This Foundation Area is designed for medical students who desire a serious research experience in the basic science disciplines that are the underpinnings of medicine. Within this broad Foundation Area, students will identify a research mentor and project, and design a course curriculum to complement their research. The program is intended to capitalize on the current strengths of the medical school in basic biomedical science research and its vision with regard to medical education. An important feature of the MBM Foundation Area is that medical students will participate in coursework and laboratory research side-by-side with graduate students and MSTP students pursuing the Ph.D. and will be exposed to the rigor and structure that support first-rate scientific investigation. This Foundation Area will serve as firm grounding for future academic physicians who may later have a major basic science research component to their career, including a Ph.D. or research postdoctoral fellowship. This Foundation Area will also serve future practicing physicians by training them in how scientific data are generated and evaluated in the research laboratory and equipping them to follow the forefront of basic science literature related to their clinical specialty, thus facilitating the "bench-to-bedside" incorporation of advances in basic biomedical science into clinical practice.
This Foundation Area requires a level of commitment on the part of the medical student that will generally require following original research. Students who feel they have good reasons to apply for a four-year scholarly project may, however, discuss their reasons and plan with the Director for consideration.
Students in this Foundation Area will be encouraged to associate with existing Departments or IDPs, allowing them to easily join and benefit from the administrative structures already set up for advising, mentoring and monitoring the progress of graduate students. These structures help to unite faculty and students who are working in related fields even if they happen to be in different departments or different schools at the University. Should a student choose to do so, and after discussion with the appropriate Directors he or she can also affiliate with any of the Application Areas, allowing her/him to take advantage of a broad array of opportunities for curricular and topical enrichment tailored to a specific area of medicine. In this case, the student will design a course curriculum that draws from both the MBM core curriculum and that of the Application Area.
Students who pursue Molecular Basis of Medicine in conjunction with an application area, such as Immunology, are required to complete 6 units.
The course curriculum for MBM is entirely elective, and should include a combination of didactic and literature based courses.
Among the many fine offerings, we recommend:
BIOC 230, Molecular Interventions in Human Disease (3 units).
We also recommend GENE 203, Advanced Genetics (4 units), which may be taken in place of GENE 202 in the first quarter of the first year.
Students are encouraged to devise a course plan to present to the director.

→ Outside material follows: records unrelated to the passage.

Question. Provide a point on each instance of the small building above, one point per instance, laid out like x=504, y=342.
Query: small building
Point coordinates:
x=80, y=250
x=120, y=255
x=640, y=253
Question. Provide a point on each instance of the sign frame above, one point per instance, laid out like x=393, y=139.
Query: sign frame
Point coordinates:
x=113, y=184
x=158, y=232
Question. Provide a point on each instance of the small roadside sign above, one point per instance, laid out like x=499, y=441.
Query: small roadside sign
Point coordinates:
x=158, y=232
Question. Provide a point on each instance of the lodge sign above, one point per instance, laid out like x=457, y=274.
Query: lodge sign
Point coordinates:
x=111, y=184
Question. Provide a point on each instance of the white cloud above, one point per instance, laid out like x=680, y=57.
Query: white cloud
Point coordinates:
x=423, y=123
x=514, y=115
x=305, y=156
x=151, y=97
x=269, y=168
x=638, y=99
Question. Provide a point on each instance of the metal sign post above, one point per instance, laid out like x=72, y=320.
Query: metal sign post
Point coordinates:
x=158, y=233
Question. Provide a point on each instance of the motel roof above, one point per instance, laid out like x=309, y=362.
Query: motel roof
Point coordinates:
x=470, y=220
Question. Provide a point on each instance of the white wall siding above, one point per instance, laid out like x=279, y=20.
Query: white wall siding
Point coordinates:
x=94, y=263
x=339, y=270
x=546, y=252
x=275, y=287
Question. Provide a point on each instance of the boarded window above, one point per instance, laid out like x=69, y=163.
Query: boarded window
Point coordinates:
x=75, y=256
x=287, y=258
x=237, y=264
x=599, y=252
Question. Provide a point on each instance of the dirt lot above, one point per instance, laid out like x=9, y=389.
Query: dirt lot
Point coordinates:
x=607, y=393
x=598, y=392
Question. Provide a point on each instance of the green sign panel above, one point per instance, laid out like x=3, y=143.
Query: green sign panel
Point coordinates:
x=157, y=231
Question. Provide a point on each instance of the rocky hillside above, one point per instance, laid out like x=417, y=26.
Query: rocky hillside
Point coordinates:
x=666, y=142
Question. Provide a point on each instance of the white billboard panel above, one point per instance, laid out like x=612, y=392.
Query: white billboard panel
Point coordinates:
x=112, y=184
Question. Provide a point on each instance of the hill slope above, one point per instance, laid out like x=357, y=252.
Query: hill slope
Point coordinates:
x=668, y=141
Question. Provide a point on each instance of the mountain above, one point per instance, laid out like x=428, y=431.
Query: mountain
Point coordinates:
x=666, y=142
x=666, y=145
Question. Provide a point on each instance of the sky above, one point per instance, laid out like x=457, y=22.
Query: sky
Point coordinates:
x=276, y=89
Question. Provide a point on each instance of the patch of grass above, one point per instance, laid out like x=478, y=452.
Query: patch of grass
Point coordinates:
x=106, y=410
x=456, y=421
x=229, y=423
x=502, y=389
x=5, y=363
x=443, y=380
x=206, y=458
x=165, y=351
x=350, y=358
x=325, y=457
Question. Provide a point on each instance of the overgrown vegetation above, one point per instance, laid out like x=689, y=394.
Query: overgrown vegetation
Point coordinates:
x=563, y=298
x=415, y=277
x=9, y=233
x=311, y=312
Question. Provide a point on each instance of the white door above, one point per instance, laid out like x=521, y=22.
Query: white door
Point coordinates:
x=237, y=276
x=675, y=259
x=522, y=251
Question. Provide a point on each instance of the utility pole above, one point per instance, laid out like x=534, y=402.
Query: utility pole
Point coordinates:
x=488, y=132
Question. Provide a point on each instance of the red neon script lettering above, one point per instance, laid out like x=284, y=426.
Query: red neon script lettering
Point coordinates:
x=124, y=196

Students who elect to participate in an Application Area will design the balance of the 12 unit requirement with the Director of their Application Area.

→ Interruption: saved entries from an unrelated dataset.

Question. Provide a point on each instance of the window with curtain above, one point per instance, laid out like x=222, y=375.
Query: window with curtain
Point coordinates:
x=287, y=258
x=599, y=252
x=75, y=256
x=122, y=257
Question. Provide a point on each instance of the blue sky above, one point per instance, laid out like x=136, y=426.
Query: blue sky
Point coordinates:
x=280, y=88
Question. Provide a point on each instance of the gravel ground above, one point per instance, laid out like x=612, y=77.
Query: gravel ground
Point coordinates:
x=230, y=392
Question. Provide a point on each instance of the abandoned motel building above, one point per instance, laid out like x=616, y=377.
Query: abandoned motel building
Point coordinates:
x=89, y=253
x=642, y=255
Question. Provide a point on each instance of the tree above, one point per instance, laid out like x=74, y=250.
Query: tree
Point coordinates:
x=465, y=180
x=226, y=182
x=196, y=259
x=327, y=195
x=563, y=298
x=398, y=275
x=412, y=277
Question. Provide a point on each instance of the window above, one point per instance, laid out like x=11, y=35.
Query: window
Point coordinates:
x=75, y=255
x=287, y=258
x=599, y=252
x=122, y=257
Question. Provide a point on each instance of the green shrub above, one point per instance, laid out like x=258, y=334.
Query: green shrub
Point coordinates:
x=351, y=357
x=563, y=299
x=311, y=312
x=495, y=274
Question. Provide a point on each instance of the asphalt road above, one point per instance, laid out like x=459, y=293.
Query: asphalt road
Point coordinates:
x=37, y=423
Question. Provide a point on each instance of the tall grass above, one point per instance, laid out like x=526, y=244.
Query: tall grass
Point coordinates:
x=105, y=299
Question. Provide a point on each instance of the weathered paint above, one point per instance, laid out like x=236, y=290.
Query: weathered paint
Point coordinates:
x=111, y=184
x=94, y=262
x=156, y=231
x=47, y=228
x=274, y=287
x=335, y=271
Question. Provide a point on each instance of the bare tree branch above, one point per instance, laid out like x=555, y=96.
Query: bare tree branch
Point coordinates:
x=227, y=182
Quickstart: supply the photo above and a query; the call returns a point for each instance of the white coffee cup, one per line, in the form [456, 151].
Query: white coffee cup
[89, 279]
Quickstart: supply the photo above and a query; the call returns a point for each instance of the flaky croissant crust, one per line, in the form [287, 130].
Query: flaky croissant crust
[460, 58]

The vast majority of MBM students will complete the equivalent of a year of full time laboratory research, and will therefore pursue a five-year graduation plan. Some students elect to continue their research by entering a PhD program. Support for time spent in the lab may be obtained by application to the MedScholars Program, and students are also encouraged to apply for funding from outside sources, such as the Howard Hughes Medical Institute.
Presentation of Research:
All students are expected to present their research at least once in an approved forum. This may be the annual Medical Student Research Symposium, a national or international meeting, or other as approved by the Director.
Written Report of Research:
Students are expected to produce a written report of their research results. This will typically be in the form of a manuscript to be submitted for publication (or, if already published, a copy of the published paper). If a publication is not expected, the final written report should take the form of a manuscript for publication.

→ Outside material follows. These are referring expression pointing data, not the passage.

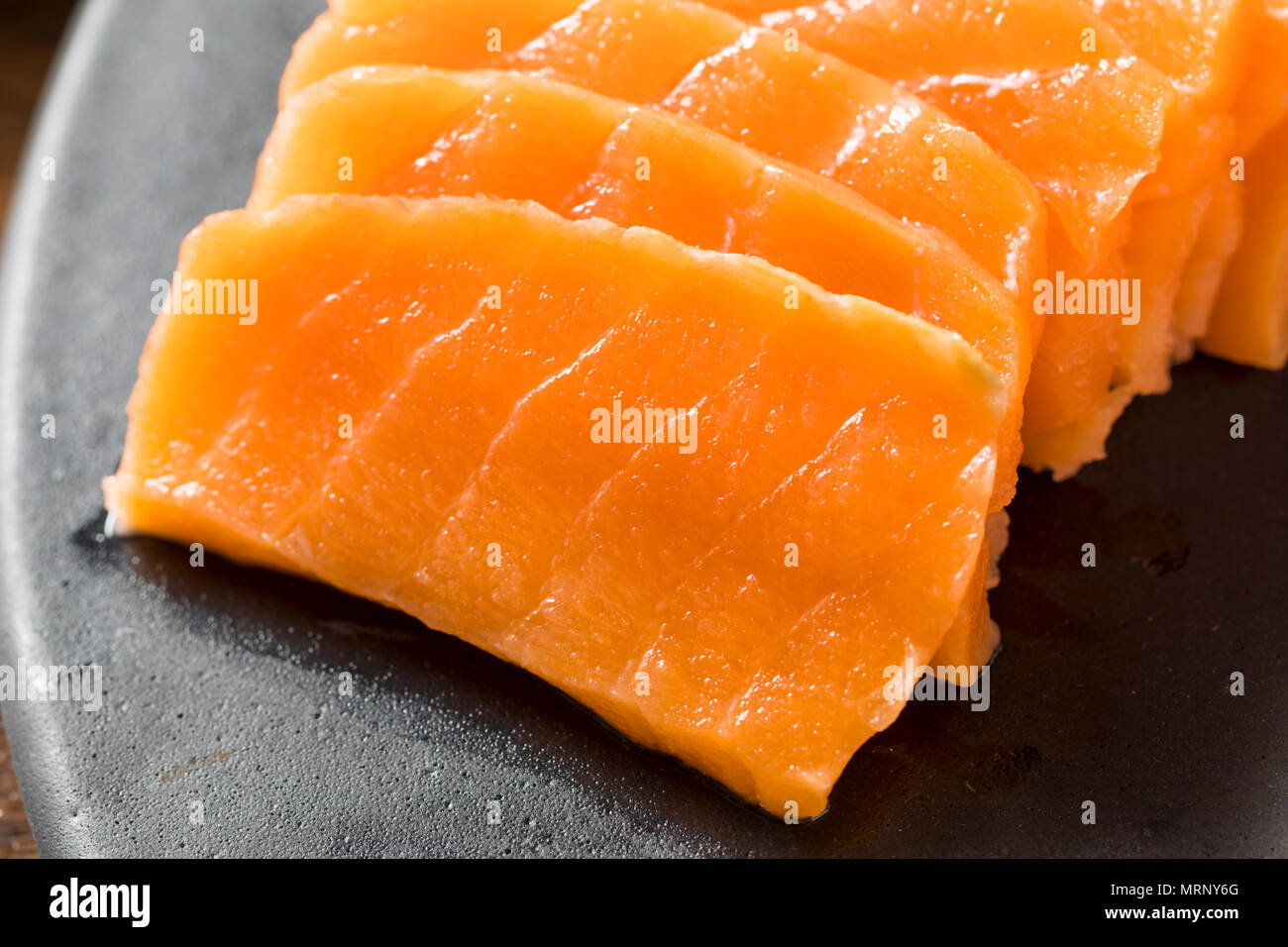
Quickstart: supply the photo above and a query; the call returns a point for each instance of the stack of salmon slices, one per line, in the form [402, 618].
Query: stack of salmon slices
[686, 355]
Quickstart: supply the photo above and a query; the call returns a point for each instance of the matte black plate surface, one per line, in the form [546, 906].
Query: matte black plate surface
[223, 684]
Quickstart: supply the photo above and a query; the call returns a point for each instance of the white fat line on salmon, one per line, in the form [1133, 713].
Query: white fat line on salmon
[179, 296]
[51, 684]
[910, 682]
[648, 425]
[75, 899]
[1078, 296]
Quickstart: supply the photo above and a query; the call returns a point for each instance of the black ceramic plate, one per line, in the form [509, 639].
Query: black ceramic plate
[222, 684]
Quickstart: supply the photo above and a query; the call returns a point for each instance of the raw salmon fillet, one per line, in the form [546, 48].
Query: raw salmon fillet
[420, 133]
[1059, 94]
[410, 415]
[751, 84]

Annual Meeting with the Director:
Students will meet with the director to discuss a plan for completion of the Concentration, and at least annually to review progress. A final meeting will certify that the requirements for the Concentration have been completed.
It is anticipated that a portion of the medical students pursuing this Foundation Area will achieve results worthy of and complete the requirements for a Masters degree. Students who achieve excellence in their research and scholarship may petition to meet the requirements for a masters degree in the degree granting program most closely aligned with their focus area or most appropriate for their area of research. Students interested in the possibility of achieving a Masters should familiarize themselves with the Masters degree requirements in the appropriate degree granting program early in their scholarly concentration work so as to be prepared to meet the course and research requirements of that degree granting program for the masters degree. A Masters Degree will require writing and defending a Masters thesis, as well as meeting the requirement for the Masters in the Department or IDP most related to the Focus area and/or the topic of the research. Meeting the full requirements for the Masters may require additional coursework or research time, as set by the policies of the Masters Degree granting program.